Intimacy. People often confuse it with sex. But people can be sexual without being intimate. One night stands, friends with benefits, or sex without love are examples of purely physical acts with no intimacy involved. They are what they are, but they don’t foster warmth, closeness or trust.

Intimacy means deeply knowing another person and feeling deeply known. That doesn’t happen in a conversation in a bar or during a lovely day at the beach or even at times during sex. It doesn’t happen in the first weeks and months of a new and exciting relationship. It doesn’t develop when one person nurtures a relationship more than the other. No. Intimacy, like fine wine takes time to deepen and mellow. It takes gentle handling and patience by all involved. It takes the willingness to make mistakes and to forgive them in the name of learning.

Intimacy is what most people long for but not everyone finds, or rather, makes. Why? Because intimacy, true closeness with another human being, can also be scary. Getting to the intimate core of a relationship requires that both people work through their fear. By visiting and revisiting these areas, intimacy matures and mellows over time.

What Intimacy Involves:

Knowing: A truly intimate relationship lets both people know on the deepest level who they each truly are. They have looked into each other’s soul and found what something they value and appreciate so much that it can withstand the inevitable differences that exist between any two individuals.

Acceptance: Neither person feels the need to change the other or to change themselves in fundamental ways. Oh yes, minor changes always occur when people accommodate each other to live together. But neither member of the couple thinks to him or herself, “Well — with time, I’ll get him or her to change who they are.”

Appreciation of differences: Both understand that they don’t need to be entirely the same to be close. In fact, part of the delight of relationships is the discovery of differences and appreciation for each other’s uniqueness. Learning about each other’s points of view is seen as an opportunity to expand their worlds.

Safety: True intimacy happens when both people feel safe enough to be vulnerable. There is support for each other’s weaknesses and celebration of each other’s strengths. The couple has agreed on a definition of fidelity and both feel secure that the other will not violate that understanding.

Compassionate problem-solving: Elephants don’t come to stay in the middle of the “room” of the relationship. Issues are confronted by both people with love, compassion and a willingness to engage with whatever problems have come up. The two work to be on the same team, solving a problem, rather than on different teams competing with each other.

Emotional connection: Intimacy grows when people stay emotionally connected, even when there are problems to solve. It doesn’t require that either person walk on eggshells or withhold what they really think in order to stay connected.

How to Nurture Intimacy:

Choose wisely: The first rule for having an intimate relationship is to choose wisely in the first place. If being in the relationship with your boyfriend/girlfriend requires that you give up who you really are, that you always accommodate, or that you make fundamental changes to be acceptable, this person is not for you. Even more telling is if your partner regularly accuses, blames or harasses you or requires that you not stay close to other friends. Cut your losses. Get out. Make yourself available for someone who will honor and cherish you and support you for who you are.

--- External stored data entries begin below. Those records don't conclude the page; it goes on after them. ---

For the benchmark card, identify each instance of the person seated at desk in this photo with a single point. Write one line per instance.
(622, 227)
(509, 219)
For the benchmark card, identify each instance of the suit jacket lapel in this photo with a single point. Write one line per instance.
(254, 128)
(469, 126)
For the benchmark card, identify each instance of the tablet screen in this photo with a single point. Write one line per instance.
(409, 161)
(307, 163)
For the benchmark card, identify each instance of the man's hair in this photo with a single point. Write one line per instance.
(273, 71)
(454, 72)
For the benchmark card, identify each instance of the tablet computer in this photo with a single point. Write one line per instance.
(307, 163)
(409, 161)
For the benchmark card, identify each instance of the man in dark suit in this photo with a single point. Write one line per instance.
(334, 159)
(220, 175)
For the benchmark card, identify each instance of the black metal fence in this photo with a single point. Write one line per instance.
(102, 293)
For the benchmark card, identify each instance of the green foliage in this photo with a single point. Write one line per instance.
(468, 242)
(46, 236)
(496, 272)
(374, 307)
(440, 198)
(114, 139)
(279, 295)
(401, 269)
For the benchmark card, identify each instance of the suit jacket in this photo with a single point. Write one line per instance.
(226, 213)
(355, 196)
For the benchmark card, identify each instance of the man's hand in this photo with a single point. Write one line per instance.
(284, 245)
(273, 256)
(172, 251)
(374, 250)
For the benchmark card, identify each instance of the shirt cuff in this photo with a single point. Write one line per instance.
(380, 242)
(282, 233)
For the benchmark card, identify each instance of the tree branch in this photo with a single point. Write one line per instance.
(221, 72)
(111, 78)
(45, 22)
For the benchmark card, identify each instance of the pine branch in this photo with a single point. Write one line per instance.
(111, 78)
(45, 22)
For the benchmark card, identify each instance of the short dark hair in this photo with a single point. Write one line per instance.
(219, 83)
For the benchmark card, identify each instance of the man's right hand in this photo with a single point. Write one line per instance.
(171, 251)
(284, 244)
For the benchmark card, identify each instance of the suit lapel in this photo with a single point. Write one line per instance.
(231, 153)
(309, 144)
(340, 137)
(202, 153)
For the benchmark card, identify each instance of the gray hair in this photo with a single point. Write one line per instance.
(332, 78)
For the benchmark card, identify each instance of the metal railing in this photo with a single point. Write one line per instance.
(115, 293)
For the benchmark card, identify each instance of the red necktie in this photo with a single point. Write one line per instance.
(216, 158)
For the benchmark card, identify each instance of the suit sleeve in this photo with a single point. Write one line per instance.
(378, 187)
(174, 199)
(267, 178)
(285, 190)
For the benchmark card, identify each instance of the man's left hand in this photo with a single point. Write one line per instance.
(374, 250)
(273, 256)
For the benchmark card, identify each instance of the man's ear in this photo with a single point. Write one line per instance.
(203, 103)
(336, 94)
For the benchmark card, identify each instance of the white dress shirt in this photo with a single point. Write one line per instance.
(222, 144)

Show yourselves: As a new relationship grows, gradually show yourselves to each other – both the most attractive and the not so attractive features of who you are. Be willing to expose your core beliefs, values and ideas to discover the other’s reactions. Opposites may initially attract but they are also often the seeds of dissatisfaction as a relationship evolves over time. Explore your differences and decide if they are interesting and exciting or deal breakers. Make sure that your differences don’t violate core values for either person.

Draw a circle: Intimacy requires that your relationship with each other is somehow different from your relationships with everyone else. Many couples draw the boundary around their sexual exclusivity. Others define their intimacy in different ways. Whatever your decision about fidelity, there needs to be something you both agree is the core of what makes your relationship special, precious, and unique from all others. Both agree that boundary is so important that violating it would shake the very foundation of your couple-ness.

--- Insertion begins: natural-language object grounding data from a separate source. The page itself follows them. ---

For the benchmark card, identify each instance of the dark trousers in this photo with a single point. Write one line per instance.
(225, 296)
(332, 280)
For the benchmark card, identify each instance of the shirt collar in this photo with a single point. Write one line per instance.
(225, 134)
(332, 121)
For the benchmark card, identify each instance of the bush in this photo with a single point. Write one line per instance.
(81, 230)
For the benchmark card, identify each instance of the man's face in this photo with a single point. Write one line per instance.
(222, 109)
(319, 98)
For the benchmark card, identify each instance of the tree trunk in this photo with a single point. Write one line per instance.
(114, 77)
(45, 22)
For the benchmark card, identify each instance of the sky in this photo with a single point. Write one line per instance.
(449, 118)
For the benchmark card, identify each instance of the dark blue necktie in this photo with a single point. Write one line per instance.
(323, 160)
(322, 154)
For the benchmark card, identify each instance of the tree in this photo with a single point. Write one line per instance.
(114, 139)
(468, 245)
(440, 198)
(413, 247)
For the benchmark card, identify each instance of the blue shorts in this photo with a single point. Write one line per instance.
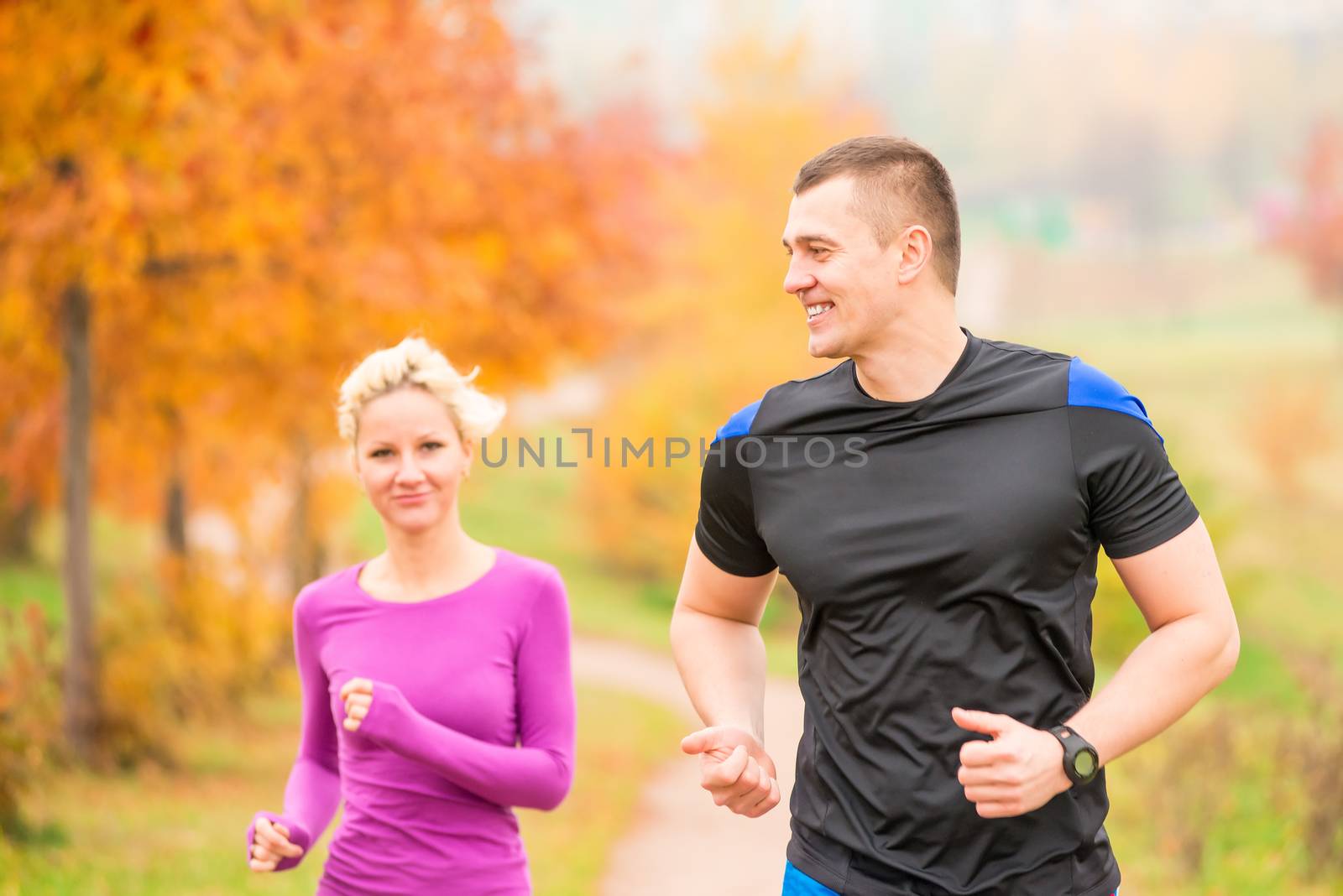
(798, 884)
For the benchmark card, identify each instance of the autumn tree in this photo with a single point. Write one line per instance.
(716, 327)
(1314, 232)
(214, 210)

Develop emotional mindfulness: Emotions aren’t good or bad. But how we express them can either enhance or damage intimacy. It’s inevitable that each of you will feel anger, hurt or disappointment at times, perhaps even many times. Intimacy requires learning ways to express those feelings that are neither intimidating nor distancing. Work together to discover ways to calm intense feelings instead of getting caught up in them. Agree to work on finding and addressing the root of problems instead of exploding or withdrawing.

Embrace conflict: Yes, embrace it. Ignoring conflict rarely works as a means to intimacy. Whatever the conflict was about just goes underground, festers, and eventually comes out in unattractive and often hostile ways. Conflict is a signal that there is a problem that needs to be solved. Intimacy requires facing problems with courage and with the faith that the relationship is more important than whatever crisis is going on in the moment.

Be the person you want your partner to be: It’s easy to want someone else to be understanding, compassionate, faithful, giving and generous. It’s not so easy to do it. Intimacy requires that we do our very best to be someone worth being intimate with. It’s not necessary to be perfect at it. It is necessary to do our best and to be open to feedback when we miss the mark.